Inverse engineering for fast transport and spin control of spin-orbit-coupled Bose-Einstein condensates in moving harmonic traps

TL;DR

This paper develops inverse engineering protocols for rapid transport and spin control of spin-orbit-coupled Bose-Einstein condensates in moving harmonic traps, enabling fast and robust manipulation suitable for experimental realization.

Contribution

It introduces a novel inverse engineering method based on shortcuts to adiabaticity for simultaneous fast transport and spin flip in spin-orbit-coupled BECs.

Findings

Achieves simultaneous fast transport and spin flip with boundary condition design.

Demonstrates robustness of protocols against interatomic interactions.

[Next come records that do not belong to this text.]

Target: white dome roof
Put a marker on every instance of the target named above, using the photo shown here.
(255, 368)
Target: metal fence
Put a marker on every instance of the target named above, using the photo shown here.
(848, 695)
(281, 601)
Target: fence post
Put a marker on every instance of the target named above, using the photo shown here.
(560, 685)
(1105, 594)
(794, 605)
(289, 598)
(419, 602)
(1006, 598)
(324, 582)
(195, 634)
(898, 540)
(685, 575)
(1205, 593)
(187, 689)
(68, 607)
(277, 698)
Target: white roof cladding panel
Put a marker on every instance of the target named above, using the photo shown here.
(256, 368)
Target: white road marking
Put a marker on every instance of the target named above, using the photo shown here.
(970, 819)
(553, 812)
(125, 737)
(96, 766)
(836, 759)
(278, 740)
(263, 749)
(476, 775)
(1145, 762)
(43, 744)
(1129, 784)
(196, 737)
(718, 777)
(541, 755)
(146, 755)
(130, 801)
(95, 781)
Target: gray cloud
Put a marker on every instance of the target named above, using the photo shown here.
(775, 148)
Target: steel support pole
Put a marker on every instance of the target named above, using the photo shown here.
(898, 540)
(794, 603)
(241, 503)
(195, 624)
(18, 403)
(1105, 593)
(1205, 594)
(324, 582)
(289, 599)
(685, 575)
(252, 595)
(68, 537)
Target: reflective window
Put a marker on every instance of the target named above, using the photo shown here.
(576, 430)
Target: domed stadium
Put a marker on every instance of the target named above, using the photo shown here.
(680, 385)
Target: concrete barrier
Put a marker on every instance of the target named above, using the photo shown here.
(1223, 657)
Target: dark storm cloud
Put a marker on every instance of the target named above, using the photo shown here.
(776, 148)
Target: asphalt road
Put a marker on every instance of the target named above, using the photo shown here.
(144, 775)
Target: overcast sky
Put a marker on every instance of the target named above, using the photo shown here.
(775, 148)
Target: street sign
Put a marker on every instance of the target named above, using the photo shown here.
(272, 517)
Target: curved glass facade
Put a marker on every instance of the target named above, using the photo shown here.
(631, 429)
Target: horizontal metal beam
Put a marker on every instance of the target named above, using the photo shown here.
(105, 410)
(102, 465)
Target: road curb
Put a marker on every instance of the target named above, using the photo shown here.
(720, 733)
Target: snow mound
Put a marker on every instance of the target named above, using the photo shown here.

Provides numerical validation comparing non-adiabatic and adiabatic processes.

Abstract

We investigate fast transport and spin manipulation of tunable spin-orbit-coupled Bose-Einstein condensates in a moving harmonic trap. Motivated by the concept of "shortcuts to adiabaticity", we design inversely the time-dependent trap position and spin-orbit coupling strength. By choosing appropriate boundary conditions we obtain fast transport and spin flip simultaneously. The non-adiabatic transport and relevant spin dynamics are illustrated with numerical examples, and compared with the adiabatic transport with constant spin-orbit-coupling strength and velocity. Moreover, the influence of nonlinearity induced by interatomic interaction is discussed in terms of the Gross-Pitaevskii approach, showing the robustness of the proposed protocols. With the state-of-the-art experiments, such inverse engineering technique paves the way for coherent control of spin-orbit-coupled Bose-Einstein condensates in harmonic traps.